Fish functional groups were defined afterwards by combining three life traits: trophic regime, maximum body size class (which determine the position of fishes in food webs), and mobility (which reflects fish home range) [22]. For trophic regime, we considered 4 qualitative classes (i.e. Plankton feeders; Herbivorous; Carnivorous; and Piscivorous). Mobility and size classes were semi-quantitative (six classes for body size and 4 classes for mobility). Combination of these classes led to define 59 functional groups for the study site and given the counted species.

Habitat Mapping

In situ inventory and description of habitats.

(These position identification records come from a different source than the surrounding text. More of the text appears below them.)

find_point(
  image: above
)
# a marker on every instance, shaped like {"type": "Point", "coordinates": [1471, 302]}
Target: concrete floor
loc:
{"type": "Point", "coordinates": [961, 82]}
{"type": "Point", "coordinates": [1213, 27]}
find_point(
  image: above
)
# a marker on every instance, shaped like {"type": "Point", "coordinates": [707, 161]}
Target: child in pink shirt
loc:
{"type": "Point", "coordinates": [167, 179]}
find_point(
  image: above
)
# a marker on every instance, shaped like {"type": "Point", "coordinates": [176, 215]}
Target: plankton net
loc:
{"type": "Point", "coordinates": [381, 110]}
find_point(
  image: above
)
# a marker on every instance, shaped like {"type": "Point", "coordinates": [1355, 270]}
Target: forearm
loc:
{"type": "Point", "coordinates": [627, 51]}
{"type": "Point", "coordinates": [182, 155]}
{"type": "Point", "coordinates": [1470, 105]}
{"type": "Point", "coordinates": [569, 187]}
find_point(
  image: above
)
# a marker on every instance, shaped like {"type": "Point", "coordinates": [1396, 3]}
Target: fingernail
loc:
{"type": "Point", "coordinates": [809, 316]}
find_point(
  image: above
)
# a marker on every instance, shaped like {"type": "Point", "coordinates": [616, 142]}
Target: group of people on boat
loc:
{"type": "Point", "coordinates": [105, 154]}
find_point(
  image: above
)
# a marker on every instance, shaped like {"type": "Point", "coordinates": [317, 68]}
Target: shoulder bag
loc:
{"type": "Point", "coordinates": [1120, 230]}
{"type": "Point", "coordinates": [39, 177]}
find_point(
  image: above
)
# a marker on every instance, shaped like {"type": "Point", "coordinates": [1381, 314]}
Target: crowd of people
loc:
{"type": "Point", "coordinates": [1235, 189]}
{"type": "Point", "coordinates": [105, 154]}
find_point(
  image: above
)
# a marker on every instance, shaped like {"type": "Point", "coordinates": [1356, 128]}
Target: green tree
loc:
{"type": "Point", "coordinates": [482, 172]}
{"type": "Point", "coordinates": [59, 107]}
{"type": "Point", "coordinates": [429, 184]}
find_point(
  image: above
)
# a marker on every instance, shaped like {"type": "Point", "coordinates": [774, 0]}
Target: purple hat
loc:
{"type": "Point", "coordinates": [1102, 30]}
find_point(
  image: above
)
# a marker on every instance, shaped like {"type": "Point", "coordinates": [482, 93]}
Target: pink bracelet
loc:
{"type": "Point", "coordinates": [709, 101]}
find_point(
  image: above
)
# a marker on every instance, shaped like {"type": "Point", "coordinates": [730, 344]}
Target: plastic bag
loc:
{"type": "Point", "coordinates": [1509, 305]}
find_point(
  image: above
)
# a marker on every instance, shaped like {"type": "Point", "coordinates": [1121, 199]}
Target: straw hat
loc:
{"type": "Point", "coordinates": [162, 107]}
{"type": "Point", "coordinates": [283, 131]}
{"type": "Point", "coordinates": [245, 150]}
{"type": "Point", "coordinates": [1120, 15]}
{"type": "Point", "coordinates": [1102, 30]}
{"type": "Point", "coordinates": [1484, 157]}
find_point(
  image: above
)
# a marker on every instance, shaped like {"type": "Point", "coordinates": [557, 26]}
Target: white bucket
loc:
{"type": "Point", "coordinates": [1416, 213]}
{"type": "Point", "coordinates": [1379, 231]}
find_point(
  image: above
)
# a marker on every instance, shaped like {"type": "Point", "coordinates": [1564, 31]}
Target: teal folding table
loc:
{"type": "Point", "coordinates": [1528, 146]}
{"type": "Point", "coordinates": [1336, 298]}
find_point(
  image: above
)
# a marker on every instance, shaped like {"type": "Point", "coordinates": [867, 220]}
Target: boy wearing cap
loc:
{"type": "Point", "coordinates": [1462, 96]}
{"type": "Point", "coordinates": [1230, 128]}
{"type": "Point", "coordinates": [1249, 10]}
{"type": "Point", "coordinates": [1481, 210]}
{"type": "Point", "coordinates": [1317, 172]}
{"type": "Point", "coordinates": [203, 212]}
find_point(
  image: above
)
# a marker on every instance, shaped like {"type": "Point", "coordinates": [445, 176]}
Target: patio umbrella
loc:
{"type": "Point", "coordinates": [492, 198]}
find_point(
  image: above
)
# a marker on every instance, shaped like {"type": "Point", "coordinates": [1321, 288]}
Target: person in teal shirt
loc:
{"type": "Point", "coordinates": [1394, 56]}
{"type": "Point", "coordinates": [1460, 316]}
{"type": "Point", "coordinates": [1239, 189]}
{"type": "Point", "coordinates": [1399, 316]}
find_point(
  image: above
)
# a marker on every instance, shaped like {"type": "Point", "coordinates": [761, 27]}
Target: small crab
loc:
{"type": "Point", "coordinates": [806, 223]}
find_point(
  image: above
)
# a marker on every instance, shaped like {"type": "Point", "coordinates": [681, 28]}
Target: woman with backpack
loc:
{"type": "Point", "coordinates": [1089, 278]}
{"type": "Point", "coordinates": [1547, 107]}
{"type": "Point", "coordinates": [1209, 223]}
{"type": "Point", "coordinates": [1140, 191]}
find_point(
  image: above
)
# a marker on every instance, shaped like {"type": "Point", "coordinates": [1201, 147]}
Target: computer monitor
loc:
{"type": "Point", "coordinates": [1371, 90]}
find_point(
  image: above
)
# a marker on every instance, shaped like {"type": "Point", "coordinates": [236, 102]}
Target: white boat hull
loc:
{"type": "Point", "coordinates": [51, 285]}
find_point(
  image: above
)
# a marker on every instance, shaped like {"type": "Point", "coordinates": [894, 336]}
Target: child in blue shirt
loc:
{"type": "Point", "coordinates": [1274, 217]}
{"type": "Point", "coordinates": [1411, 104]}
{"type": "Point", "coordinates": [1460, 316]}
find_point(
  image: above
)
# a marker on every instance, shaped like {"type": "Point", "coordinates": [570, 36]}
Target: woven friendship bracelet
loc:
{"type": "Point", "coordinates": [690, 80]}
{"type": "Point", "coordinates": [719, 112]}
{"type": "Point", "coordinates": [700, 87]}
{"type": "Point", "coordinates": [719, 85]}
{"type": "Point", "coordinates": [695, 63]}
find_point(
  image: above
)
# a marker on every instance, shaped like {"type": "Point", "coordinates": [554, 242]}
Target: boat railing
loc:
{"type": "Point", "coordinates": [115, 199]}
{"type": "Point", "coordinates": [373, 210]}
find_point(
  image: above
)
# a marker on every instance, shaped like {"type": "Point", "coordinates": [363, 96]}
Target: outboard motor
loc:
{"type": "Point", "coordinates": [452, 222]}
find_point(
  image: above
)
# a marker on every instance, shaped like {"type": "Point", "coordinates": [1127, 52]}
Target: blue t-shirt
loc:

We described architectural and benthic characteristics from fieldwork at 36 seascapes selected from very high spatial resolution (2.4 meter) of Quickbird satellite images to capture most of habitat diversity in the study site [21]. A reefscape is defined here as a group of habitats, located in one broad geomorphological zone (e.g. a fringing reef, a patch reef, a barrier reef). A new habitat was recorded in the reefscape when coverage and/or architecture changed visually across several tens of meters. Thus, one reefscape site could yield several habitat descriptions (up to 9).

Architecture is related to the rugosity of the habitat (average variation of topography) but also to coral colonies growth forms and the height of seagrass and algal canopies. We used a Medium-Scale Approach (MSA) [23], to infer rugosity and coverage of benthic components for each sampled seascape and habitat.

Typology of habitats and mapping.

We used 6 different ways to describe habitats, on the basis of geomorphology (coarse, medium, and detailed), topography, and benthic cover (coral and prevailing).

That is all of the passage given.